Eine knappe halbe Stunde später drängte alles auf Brücke, wo es nun sehr beengt zuging.
„Die Sonde befindet sich natürlich in ihrem Auswurfschacht im oberen Pol“, erklärte Captain Billings, während Nav an ihrer Arbeitsstation saß. „Nav füttert sie von hier mit den erforderlichen Daten. Da das über eine schiffsinterne und kabelgebundene Verbindung erfolgt, gibt es auch keine Störungen.“
„Welche Daten übertragen Sie an die Boje?“
„Wir aktualisieren zuerst die Datenbank der Boje mit dem Sternenkatalog und den Navigationsdaten.
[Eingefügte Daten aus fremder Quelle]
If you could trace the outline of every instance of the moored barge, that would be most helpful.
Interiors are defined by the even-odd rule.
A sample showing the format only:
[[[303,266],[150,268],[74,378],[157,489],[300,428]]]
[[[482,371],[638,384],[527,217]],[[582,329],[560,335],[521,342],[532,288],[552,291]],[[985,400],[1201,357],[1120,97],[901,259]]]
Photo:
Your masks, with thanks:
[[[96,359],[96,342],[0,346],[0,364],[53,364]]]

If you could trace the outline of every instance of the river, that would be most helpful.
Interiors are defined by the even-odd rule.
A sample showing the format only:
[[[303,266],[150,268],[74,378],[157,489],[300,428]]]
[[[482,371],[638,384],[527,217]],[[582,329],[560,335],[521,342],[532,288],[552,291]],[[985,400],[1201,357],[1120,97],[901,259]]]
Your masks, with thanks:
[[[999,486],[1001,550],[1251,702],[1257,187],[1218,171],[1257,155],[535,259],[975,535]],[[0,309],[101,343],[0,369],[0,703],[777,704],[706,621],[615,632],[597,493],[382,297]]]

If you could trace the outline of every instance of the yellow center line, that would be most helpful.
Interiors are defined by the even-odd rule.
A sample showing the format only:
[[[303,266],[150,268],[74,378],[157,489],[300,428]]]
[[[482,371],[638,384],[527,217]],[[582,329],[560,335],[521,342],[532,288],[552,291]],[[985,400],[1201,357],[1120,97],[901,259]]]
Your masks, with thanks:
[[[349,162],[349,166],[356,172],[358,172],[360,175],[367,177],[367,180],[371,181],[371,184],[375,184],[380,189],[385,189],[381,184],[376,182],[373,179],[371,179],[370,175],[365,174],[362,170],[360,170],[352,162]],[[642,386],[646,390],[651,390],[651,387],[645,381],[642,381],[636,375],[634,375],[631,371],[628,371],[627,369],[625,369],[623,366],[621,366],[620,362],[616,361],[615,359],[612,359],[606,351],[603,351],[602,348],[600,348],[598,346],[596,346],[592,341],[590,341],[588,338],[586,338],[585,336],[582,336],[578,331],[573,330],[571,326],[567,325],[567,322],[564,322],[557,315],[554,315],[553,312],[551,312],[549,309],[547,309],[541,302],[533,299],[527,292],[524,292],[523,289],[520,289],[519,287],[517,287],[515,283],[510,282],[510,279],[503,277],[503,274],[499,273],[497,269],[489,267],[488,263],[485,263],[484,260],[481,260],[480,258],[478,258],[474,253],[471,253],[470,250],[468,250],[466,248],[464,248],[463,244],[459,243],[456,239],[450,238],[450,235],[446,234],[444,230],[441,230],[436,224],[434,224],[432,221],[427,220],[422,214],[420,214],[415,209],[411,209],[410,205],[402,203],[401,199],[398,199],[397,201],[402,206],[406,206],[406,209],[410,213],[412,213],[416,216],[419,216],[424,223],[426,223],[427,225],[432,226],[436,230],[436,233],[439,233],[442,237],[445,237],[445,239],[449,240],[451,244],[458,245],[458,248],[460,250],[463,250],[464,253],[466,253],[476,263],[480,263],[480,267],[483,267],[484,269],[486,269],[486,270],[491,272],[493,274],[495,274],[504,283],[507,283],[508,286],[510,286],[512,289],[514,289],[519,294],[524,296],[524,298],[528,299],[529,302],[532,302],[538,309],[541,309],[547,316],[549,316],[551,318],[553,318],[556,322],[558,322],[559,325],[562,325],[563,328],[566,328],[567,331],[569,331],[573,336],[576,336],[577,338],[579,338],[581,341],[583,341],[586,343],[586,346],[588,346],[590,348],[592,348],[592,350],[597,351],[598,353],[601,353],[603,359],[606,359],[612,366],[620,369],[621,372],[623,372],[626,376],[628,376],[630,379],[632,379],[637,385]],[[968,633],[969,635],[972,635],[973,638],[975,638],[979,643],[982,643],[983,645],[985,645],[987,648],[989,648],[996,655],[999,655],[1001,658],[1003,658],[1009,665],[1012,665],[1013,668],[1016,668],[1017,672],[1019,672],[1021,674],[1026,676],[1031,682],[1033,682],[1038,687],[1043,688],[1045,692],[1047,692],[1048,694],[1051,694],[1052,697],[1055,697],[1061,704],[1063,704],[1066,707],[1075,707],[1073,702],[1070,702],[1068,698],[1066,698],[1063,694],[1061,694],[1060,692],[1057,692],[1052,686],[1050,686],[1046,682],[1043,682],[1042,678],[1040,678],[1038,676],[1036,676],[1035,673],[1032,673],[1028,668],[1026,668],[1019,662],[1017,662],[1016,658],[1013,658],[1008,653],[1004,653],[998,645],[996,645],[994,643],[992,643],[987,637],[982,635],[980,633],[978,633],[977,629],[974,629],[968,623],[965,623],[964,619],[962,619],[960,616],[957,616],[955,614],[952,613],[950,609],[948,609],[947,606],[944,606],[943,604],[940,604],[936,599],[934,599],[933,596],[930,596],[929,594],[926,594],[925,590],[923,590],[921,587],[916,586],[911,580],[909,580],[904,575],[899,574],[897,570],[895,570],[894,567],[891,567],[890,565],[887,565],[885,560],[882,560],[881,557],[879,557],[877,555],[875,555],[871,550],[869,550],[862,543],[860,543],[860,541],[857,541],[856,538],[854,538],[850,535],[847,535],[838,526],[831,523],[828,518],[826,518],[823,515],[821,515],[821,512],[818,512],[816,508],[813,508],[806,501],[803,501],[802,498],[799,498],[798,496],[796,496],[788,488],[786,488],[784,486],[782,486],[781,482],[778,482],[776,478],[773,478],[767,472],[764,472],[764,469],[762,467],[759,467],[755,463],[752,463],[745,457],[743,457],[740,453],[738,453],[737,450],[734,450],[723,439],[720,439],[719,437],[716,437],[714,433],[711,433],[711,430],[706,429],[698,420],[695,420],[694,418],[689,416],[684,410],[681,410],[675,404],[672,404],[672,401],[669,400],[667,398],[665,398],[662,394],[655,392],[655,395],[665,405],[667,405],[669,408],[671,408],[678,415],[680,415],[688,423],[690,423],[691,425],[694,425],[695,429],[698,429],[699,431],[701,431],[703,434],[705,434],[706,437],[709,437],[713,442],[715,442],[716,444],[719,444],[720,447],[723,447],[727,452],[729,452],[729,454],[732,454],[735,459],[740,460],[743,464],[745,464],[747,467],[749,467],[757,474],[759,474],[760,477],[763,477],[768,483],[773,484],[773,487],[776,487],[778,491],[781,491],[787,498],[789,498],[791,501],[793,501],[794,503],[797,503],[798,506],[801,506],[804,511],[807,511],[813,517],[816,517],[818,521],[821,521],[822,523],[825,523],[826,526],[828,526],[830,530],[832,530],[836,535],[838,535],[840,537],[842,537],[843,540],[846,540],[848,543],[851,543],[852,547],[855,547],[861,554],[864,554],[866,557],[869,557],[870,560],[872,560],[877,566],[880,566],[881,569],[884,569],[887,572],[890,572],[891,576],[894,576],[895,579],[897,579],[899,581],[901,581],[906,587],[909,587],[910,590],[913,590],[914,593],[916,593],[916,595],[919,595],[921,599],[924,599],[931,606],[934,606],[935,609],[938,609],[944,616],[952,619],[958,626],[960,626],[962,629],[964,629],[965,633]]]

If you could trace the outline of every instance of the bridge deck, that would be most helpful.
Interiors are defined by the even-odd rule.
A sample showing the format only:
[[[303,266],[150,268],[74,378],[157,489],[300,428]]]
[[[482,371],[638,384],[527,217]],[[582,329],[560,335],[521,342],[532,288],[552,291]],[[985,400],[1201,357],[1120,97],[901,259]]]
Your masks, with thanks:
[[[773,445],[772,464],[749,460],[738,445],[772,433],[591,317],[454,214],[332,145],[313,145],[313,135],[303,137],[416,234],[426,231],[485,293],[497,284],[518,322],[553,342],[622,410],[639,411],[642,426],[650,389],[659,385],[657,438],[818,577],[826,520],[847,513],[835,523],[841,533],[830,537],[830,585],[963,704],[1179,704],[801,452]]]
Dazu kommen unsere Flugdaten und die Angaben, die wir von der Drohne erhielten. Die nächste Rettungsstation befindet sich auf… Moment… Ja, auf der Navy-Basis Arcturus. Die Boje wird die richtige Sternkonstellation identifizieren, die Antenne des Hiromata entsprechend ausrichten und dann unsere Nachricht abstrahlen. Mehrfach, wie ich an dieser Stelle betonen möchte.“
„Die Datenübermittlung dauert aber ziemlich lange“, fand Larissa.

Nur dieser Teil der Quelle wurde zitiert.